Officially, "Air Force One" is the call sign of any Air Force aircraft carrying the President of the United States, but in common use "Air Force One" refers to one of two highly modified Boeing 747-200B series aircraft, which carry the tail codes 28000 and 29000. The Air Force designation for the aircraft is VC-25A.
Aside from the distinctive paint scheme, both presidential jets look like any other Boeing 747-200 on the outside, but they are far from standard passenger jets on the inside. Each plane has 4,000 square feet of usable space on three levels, including a full presidential suite, fully functional medical/surgical suite, a conference room, seating for media personnel, and an impressive array of communications equipment that enables the President to stay in touch with the rest of the government at all times. Because it carries the President, each plane also carries electronic counter measures to jam enemy radar, has the ability to eject flares to throw heat-seeking missiles off course, and can be refueled in flight. Its heavily shielded electronics can withstand the strongest electromagnetic pulses known. Each plane is powered by four General Electric CF6-80C2B1 jet engines that can reach speeds of 630-700 mph. Air Force One can fly half way around the world on a single load of fuel (53,611 gallons).
Air Force One is maintained and operated by the Presidential Airlift Group, which is part of the White House Military Office. The Airlift Group was founded as the Presidential Pilot Office at the direction of President Franklin D. Roosecelt in 1944. The first presidential plane was a C-54 Skymaster, followed by a -118 Liftmaster (1947-1953), two C-121 Constellations (1953-1961), and a variety of other propeller-driven aircraft. The call sign "Air Force One" came into use after an incident in 1953 when "Air Force 8610" and an Eastern Airlines "8610" were both in use at the same time by the same air traffic control center.

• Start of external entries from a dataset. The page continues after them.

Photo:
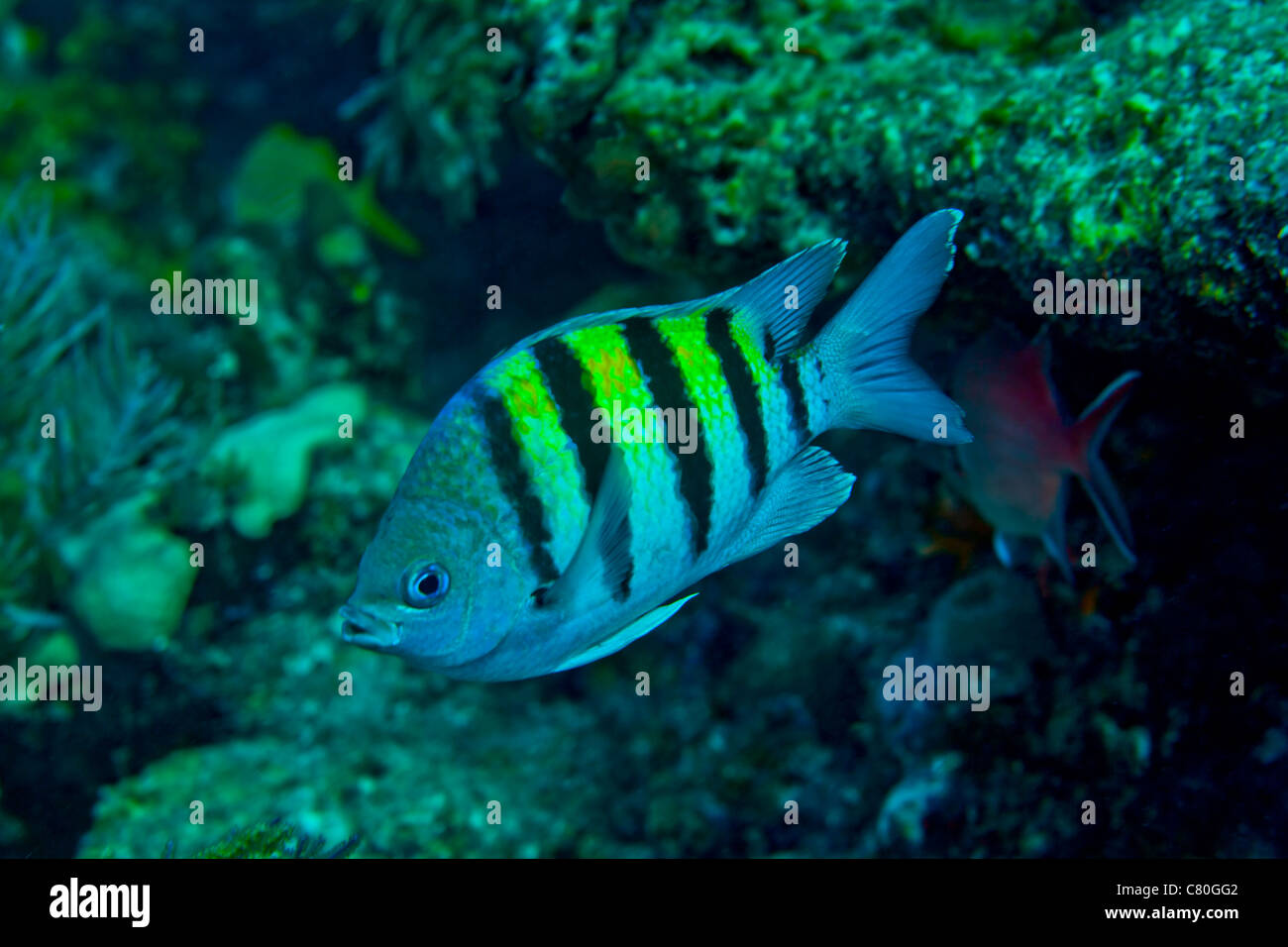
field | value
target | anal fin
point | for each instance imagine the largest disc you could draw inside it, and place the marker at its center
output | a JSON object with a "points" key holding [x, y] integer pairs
{"points": [[809, 488], [619, 639]]}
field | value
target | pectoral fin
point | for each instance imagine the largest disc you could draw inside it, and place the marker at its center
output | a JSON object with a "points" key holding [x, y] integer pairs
{"points": [[601, 565], [806, 491]]}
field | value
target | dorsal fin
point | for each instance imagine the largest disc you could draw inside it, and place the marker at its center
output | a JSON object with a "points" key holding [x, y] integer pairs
{"points": [[774, 307]]}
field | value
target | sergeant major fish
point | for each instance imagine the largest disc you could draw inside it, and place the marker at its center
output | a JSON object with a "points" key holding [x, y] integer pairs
{"points": [[518, 545]]}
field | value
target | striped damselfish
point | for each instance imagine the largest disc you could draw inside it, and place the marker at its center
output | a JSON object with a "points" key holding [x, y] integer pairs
{"points": [[540, 527]]}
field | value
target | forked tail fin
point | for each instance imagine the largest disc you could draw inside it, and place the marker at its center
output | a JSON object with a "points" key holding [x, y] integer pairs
{"points": [[866, 375], [1089, 432]]}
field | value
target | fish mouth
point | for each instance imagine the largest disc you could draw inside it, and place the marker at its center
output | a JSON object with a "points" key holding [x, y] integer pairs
{"points": [[369, 631]]}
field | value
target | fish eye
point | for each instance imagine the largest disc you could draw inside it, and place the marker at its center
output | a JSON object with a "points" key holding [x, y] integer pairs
{"points": [[424, 583]]}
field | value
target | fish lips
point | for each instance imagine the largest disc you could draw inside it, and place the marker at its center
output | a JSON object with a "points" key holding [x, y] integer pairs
{"points": [[369, 631]]}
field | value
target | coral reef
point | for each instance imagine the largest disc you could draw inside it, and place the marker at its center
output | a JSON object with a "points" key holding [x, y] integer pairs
{"points": [[1109, 162]]}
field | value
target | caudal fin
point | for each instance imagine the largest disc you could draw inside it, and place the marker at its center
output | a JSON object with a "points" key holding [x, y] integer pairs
{"points": [[867, 377], [1089, 432]]}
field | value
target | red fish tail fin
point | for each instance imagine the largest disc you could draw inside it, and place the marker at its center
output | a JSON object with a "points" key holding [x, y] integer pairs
{"points": [[1089, 432]]}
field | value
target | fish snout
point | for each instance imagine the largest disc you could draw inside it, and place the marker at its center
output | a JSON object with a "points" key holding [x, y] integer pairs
{"points": [[366, 630]]}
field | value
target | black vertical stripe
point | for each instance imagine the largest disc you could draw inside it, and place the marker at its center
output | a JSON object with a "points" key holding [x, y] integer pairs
{"points": [[516, 484], [742, 386], [795, 389], [574, 393], [666, 382]]}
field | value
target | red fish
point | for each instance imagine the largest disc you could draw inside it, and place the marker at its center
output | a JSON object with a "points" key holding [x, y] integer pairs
{"points": [[1017, 471]]}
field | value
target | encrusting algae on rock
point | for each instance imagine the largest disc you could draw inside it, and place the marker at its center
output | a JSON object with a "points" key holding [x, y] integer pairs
{"points": [[132, 578], [271, 451]]}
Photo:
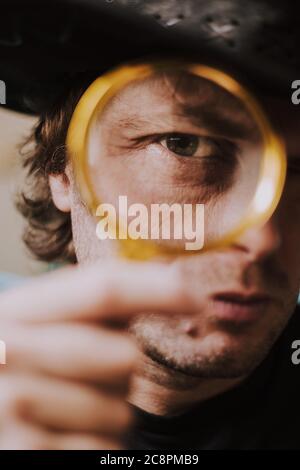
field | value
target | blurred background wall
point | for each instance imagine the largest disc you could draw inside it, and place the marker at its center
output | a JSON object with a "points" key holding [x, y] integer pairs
{"points": [[14, 128]]}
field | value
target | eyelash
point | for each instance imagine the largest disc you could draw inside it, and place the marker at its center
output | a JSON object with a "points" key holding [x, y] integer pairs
{"points": [[217, 142]]}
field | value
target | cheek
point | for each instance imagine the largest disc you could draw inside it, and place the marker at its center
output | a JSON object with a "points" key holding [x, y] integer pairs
{"points": [[288, 221]]}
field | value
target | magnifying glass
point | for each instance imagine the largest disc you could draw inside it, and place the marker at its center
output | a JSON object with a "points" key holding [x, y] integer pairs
{"points": [[182, 151]]}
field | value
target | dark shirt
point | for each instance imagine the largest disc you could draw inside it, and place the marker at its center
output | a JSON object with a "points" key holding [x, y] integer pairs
{"points": [[261, 413]]}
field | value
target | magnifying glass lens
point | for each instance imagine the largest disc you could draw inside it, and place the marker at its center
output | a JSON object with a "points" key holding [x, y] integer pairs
{"points": [[177, 156]]}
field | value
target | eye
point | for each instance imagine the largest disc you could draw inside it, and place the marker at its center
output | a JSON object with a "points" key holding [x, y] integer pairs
{"points": [[185, 145]]}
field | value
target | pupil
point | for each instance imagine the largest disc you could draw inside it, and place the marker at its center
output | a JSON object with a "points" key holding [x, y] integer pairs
{"points": [[185, 145]]}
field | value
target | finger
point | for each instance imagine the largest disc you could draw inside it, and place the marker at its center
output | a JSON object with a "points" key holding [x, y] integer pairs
{"points": [[97, 292], [62, 405], [73, 351], [23, 436]]}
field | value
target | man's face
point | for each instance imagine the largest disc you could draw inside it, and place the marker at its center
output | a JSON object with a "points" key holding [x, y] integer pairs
{"points": [[248, 291]]}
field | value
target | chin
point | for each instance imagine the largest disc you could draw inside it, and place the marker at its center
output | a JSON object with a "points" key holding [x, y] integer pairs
{"points": [[222, 350]]}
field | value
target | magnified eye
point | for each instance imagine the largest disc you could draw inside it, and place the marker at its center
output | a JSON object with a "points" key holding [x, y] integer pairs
{"points": [[185, 145]]}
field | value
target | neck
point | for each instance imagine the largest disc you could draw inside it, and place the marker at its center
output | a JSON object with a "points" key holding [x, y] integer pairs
{"points": [[163, 391]]}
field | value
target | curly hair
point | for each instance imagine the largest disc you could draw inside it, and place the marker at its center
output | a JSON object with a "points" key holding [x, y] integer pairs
{"points": [[48, 231]]}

All of the first presidential airplanes were civilian aircraft bought by the federal government for the President's use. President John F. Kennedy was the first to fly in a plane specially modified to carry the President, in 1962. Kennedy designed the paint scheme for the Boeing 707, and it was he who directed that the plane proudly bear "United States of America," the U.S. flag, and the presidential seal. That same Boeing 707 brought Kennedy's body back to Washington, D.C. after his assassination on November 22, 1963, and Lyndon B. Johnson took the oath of office as President aboard the plane; that first Air Force One also carried Johnson's body back to Texas following a state funeral on January 24, 1973.
The current Air Force Ones were built at the Boeing plant in Everett, Washington, and modified at Boeing's Wichita, Kansas, facility. They were delivered to President George H.W. Bush in 1990, who took his first flight in the new aircraft on September 6, 1990. When not in use by the President, they are housed and maintained at Andrews Air Force Base.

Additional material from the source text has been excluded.